Hagensborg, originally named Kristiania, is a small community in the Bella Coola Valley in British Columbia, Canada. Its census population in 2006 was 248.

History

The Bella Coola Valley was already the ancient home to the Nuxálk people when European explorers arrived. Norwegian settlers from Minnesota and Wisconsin arrived in 1894, and under the guidance of the Reverend Christian Saugstad established a colony. The colony was named "Hagen's Borg" after Hagen B. Christensen, the first storekeeper in the area and postmaster from April 1, 1896 to October 14, 1910. ("borg" is Norwegian for a fortress or castle).

Transportation

Hagensborg is served by Highway 20, which runs from Williams Lake to Bella Coola, at the mouth of the Bella Coola River on North Bentinck Arm. In oder to access the Bella Coola Valley via Highway 20, a portion of the drive known as "The Hill" or "The Precipice" must be traversed. This route is sitting at an elevation of 1487 metres and contains treacherous switchbacks and hairpin turns, shared by a single-lane gravel road.The Bella Coola Airport is located in Hagensborg, just East of Bella Coola.

Government
Hagensborg is not incorporated as a municipality.  Its local government representation is provided through the Central Coast Regional District (CCRD).  CCRD Electoral Areas "C" and "D" each include part of Hagensborg. The eastern portion is part of Electoral Area "C", while the western portion is part of Electoral Area "D".

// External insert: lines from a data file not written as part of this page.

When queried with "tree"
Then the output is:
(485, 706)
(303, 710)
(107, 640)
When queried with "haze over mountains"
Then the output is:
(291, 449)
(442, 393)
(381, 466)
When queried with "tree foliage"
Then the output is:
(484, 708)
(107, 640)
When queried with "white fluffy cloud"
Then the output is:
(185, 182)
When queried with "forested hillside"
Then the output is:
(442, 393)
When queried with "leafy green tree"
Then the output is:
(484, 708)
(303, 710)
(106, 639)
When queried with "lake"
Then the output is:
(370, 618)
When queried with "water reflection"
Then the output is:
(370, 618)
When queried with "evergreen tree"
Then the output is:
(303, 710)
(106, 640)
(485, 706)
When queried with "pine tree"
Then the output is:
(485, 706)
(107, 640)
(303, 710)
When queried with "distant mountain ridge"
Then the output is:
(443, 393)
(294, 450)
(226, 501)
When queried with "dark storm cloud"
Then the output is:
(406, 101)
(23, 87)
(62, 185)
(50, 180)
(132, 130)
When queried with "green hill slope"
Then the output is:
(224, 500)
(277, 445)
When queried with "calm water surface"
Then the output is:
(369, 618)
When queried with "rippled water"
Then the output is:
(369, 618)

Provincially, Hagensborg is in the North Coast riding, served by NDP MLA Jennifer Rice.

Federally, Hagensborg is in the riding of Skeena—Bulkley Valley, served by NDP MP Nathan Cullen.

There is a post office in Hagensborg, with postal code V0T 1H0.

Education

Hagensborg is home to the headquarters of School District 49 Central Coast, which administers three local schools (each of which is the only provincial school serving those grades in the Valley), Sir Alexander Mackenzie School (grades 8-12), Nustasum Elementary School (grades 5-7), and Bella Coola Elementary School (grades K-4). Acwsalcta School is independently run by the Nuxalk First Nation and teaches Indigenous students from kindergarten through Grade 12.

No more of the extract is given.